Kenzie menepuk keningnya. "Astaga! Gue sampe lupa kalau ada janji sama Mbak Angel." Kenzie terlihat terburu-buru membuka resleting tas ranselnya, lalu meraih benda pipih warna hitam yang dari tadi berdering kencang. "Halo?" Kenzie menjawab panggilan ponselnya.

Rion memperhatikan Kenzie yang sepertinya sibuk dengan ponselnya. Pria Culun itu akhirnya berjalan mengendap-endap agar Kenzie tidak menyadari kepergiannya.

Rion berjalan cepat ketika sudah keluar dari kelas. Keberuntungan sedang berpihak padanya saat ini karena dia dapat lolos dari Kenzie.

"Huft ... selamat," ucap Rion ketika ada di dekat gerbang kampus.

"RIOOONNN!!! JANGAN KABUR, LU!!!" Bak petir di siang bolong, suara Kenzie begitu menggelegar terdengar oleh Rion.

"Mati!" ucap Rion sembari berhenti melangkah dan menepuk keningnya.

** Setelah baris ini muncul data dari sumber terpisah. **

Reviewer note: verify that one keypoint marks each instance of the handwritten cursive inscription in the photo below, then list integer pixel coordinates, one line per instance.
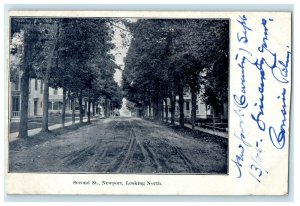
(278, 137)
(256, 56)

Otak Rion berputar mencari alasan untuk jawaban yang akan dia utarakan pada Kenzie. Perempuan itu memang cukup cerdas, sehingga Rion cukup kesulitan untuk sekadar membohonginya. Sesungguhnya, Rion tidak bermaksud seperti itu, tetapi semuanya memang menjadi rahasia besar di dalam keluarga Tuan Frederic. Di mana anak dari istri kedua itu identitasnya harus disembunyikan. Apalagi, Yola bukanlah dari golongan bangsawan. Tentu saja keberadaannya disembunyikan, walaupun mereka menikah sah secara agama dan negara.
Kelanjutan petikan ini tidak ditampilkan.